Will the "2012 Problem" be a cataclysm or a Mayan Y2K? A event or a nonevent? The number comes from the Julian calendar year, 2012 A.D., and results from a confluence within Mayan timekeeping. The question may therefore hinge on the accuracy of the calendar itself.

     The Maya Calendar is properly called the Mesoamerican calendar system, since it does not originate solely with the Maya, nor is it a single calendar. The Maya are most frequently associated with it perhaps because of their gift for astrometric precision, and the closeness of their mythological traditions to the practice of timekeeping.

     The two most important Mayan calendars, and the only ones common to all mesoamerican societies, were both vigesimal (based on units of 20). The shorter, ceremonial Tzolk'in "year" consists of 13 twenty-day "months", and the longer Haab' counts 18, plus a "bad luck" five-day period at the end called the Wayeb'. The months have such eclectic names as "white storm", "bat", "red conjunction", "planting time", "water", etc. The numerology of the Tzolk'in, is not arbitrary. It probably originated with an astronomical periodicity or with the term of human gestation, such that midwives may have contributed to its definition.

     The ceremonial and solar years number 260 and 365 days, respectively. The lowest common multiple of these numbers, 18980, is equivalent to 52 Haab (solar) years; these 52-year cycles are called "calendar rounds". Therefore, "New Years' Day" for both calendars coincides every 52 years. The next time this will happen is December 21, 2012.

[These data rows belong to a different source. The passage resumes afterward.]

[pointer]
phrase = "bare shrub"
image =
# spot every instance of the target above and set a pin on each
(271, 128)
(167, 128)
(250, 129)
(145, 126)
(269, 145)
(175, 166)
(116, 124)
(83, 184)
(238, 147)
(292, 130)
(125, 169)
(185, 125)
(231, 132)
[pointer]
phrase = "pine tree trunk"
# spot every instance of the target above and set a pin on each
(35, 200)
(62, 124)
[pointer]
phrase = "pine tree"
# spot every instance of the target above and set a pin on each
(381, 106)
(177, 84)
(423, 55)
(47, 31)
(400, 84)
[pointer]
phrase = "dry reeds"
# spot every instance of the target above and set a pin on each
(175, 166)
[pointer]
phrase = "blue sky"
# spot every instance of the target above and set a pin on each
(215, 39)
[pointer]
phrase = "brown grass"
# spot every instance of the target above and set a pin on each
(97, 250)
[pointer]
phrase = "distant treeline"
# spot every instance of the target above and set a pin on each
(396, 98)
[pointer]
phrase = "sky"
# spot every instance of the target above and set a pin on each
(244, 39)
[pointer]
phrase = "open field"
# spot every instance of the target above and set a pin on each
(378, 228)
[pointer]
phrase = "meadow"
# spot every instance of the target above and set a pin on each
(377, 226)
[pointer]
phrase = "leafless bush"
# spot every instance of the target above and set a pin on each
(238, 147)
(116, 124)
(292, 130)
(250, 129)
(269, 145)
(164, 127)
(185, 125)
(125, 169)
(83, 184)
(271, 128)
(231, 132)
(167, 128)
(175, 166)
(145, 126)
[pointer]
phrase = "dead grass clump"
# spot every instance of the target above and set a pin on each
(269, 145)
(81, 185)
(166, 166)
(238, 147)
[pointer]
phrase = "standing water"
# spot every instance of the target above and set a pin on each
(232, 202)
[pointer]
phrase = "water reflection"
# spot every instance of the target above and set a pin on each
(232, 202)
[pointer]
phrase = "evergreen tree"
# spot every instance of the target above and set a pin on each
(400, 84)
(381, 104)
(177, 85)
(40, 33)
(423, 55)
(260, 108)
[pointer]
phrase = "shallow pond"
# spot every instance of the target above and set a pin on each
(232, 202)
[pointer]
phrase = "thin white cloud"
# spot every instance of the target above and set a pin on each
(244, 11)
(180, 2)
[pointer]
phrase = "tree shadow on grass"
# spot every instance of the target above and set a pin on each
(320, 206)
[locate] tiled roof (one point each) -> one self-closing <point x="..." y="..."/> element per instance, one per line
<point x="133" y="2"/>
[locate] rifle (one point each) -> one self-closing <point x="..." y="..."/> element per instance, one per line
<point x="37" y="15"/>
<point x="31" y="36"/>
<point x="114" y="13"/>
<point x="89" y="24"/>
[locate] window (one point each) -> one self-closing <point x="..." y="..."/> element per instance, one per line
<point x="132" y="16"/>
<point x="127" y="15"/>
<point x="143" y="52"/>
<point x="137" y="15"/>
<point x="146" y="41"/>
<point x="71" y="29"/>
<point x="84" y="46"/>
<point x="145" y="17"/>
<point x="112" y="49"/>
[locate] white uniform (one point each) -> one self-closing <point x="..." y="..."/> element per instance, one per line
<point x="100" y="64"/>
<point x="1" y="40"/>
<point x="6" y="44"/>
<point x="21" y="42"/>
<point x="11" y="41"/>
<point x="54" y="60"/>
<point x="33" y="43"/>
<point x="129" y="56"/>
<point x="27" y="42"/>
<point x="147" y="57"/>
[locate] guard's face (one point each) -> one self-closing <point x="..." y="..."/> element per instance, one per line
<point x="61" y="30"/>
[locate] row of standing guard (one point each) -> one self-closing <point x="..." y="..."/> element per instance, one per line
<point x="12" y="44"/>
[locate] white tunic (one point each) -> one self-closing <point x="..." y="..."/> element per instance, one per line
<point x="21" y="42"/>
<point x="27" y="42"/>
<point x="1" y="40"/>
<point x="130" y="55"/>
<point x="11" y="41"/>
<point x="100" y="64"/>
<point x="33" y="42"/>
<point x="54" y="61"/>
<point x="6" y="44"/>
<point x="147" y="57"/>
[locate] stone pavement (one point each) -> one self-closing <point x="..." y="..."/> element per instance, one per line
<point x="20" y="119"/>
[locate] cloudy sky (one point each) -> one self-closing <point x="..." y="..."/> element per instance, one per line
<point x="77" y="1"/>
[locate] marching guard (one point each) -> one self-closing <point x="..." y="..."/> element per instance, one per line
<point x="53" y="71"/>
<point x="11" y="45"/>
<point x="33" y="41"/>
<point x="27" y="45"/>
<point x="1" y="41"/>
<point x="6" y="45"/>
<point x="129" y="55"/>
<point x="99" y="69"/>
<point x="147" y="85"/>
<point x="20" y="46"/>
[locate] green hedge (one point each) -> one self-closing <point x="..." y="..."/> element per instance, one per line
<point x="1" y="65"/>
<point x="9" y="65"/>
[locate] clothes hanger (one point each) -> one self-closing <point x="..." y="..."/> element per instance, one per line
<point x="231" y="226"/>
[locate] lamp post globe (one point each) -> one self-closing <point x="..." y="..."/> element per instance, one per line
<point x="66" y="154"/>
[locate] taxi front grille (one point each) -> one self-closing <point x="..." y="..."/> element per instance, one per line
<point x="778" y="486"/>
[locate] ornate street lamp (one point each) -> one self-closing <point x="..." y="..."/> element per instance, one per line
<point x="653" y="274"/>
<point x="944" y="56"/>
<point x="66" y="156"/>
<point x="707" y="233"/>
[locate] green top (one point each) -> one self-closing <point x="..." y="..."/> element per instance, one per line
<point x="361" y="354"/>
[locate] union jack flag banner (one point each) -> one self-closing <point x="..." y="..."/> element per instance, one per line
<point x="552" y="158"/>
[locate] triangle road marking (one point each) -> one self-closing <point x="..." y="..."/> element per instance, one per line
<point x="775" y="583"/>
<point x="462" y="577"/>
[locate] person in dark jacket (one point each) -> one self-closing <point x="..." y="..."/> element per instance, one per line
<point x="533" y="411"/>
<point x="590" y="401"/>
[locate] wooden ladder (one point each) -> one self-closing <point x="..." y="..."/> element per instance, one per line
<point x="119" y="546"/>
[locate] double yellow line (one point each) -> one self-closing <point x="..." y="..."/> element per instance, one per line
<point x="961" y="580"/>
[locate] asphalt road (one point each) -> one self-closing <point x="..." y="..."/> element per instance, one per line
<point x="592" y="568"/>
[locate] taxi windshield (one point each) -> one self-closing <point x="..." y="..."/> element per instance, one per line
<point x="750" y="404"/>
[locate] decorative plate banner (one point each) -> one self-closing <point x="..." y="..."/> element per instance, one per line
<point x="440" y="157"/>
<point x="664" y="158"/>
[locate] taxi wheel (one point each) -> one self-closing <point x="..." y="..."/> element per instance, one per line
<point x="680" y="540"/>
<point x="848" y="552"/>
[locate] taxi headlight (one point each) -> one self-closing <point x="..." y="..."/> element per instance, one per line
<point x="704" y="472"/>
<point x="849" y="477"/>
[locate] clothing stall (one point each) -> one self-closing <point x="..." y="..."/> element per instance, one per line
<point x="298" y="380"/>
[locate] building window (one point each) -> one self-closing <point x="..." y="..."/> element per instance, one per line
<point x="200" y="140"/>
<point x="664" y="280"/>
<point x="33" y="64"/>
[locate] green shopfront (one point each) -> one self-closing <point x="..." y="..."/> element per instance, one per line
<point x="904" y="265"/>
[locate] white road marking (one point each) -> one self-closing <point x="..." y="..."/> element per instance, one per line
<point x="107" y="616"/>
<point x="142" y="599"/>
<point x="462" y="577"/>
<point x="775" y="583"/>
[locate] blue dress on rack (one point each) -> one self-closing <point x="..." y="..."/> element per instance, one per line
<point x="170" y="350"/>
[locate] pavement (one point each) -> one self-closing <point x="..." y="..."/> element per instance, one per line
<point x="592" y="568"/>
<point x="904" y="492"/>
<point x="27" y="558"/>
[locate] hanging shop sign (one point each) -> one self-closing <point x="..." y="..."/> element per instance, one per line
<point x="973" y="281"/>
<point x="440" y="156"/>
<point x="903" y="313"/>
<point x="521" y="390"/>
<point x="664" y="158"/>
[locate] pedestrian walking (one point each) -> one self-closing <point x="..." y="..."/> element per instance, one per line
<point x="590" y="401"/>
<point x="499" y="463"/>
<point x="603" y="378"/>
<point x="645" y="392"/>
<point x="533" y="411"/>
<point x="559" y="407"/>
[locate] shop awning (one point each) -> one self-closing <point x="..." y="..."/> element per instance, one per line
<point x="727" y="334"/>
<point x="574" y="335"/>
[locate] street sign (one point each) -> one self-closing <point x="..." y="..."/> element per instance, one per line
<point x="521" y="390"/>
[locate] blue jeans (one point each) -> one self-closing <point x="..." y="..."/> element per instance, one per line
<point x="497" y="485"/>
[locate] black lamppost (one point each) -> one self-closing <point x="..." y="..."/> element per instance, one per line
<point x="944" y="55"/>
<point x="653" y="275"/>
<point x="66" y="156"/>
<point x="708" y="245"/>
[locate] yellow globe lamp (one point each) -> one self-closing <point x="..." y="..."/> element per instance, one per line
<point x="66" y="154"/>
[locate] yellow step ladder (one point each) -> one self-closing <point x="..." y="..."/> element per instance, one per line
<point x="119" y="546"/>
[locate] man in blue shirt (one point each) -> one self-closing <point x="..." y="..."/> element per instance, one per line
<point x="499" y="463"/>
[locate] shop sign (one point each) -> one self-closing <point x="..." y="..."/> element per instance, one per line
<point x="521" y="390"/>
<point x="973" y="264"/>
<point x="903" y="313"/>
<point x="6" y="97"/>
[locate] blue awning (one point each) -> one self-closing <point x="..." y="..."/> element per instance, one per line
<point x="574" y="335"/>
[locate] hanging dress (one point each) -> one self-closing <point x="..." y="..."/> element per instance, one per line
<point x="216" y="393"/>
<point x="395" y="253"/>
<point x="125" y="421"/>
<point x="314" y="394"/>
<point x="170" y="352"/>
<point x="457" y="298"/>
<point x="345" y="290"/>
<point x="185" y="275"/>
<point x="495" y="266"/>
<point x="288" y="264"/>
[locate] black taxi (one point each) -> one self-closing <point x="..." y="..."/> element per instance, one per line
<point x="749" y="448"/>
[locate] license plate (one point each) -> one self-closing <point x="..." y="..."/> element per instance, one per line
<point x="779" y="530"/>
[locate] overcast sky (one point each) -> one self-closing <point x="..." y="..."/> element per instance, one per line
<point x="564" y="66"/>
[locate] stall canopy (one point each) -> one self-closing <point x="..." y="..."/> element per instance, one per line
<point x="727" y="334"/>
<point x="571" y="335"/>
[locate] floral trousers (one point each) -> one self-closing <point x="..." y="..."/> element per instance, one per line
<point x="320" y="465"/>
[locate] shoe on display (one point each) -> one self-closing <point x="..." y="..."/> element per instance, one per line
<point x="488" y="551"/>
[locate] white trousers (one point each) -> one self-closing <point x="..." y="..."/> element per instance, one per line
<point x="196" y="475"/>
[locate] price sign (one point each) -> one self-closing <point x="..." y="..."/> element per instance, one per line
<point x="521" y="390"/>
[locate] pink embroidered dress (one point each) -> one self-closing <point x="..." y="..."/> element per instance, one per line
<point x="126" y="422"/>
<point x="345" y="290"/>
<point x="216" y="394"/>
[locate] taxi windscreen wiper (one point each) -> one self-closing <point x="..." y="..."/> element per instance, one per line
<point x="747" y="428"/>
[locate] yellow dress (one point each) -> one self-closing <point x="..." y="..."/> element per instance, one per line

     A study of any calendar should include an examination of its accuracy, which can be gauged on different levels: as a temporal demarcator, as a chronology, and as a predictive device. Accuracy in the latter holds the implications for the 2012 problem.

     On the temporal level, the Mesoamerican system has been dead accurate for millenia. The Mayas' adjustments were not limited to adding the five extra days; they also compensated for the six or so extra hours in each solar year. Their Roman contemporaries solved this by instituting leap years. The Maya solution is unknown, but it existed; the Spaniards discovered the Mesoamericans using a calendar as least as accurate as their own.

     On the chronology level, a calendar can be seen as accurate if historical or geological events can be precisely dated within it, or if there is collateral support in mythic traditions, whether those of the society that originated it, or, better still, in the mythology or chronology or other societies. The Popol Vuh, the Maya creation myth, is progressively murky the further back we look. Nevertheless, the Popul Vuh records a flood that was seen by the Mayas as universal; not surprisingly, it was at the beginning of a calendar round about halfway through the third millennium, B.C.E. Other (non-Maya) traditions back up the Popul Vuh, and therefore its chronology, by recording a flood at about the same time (note: the Popul Vuh is not among the accounts that mention anything like an ark).

     So, as a marker of seasons and as a aid to chronology, the Mesoamerican calendar system wins points for accuracy. What about as a predictive device? No cataclysm occurred in 1960 (the completion of the previous calendar round). A comet apparently stuck Siberia back in 1908, but even if Mayanists were predicting anything like this, there is no record of it.

     In fact, Mayanists are not the ones forecasting cataclysm for 2012. The anticipation is found instead within pagan and esoteric circles, and was first advanced by New Ager Jose Arguelles. Armageddon may indeed come in 2012, but not because of the completion of a mesoamerican calendar round. The Mesoamerican system, for all its elegance and virtue, has no probus as a forecasting mechanism.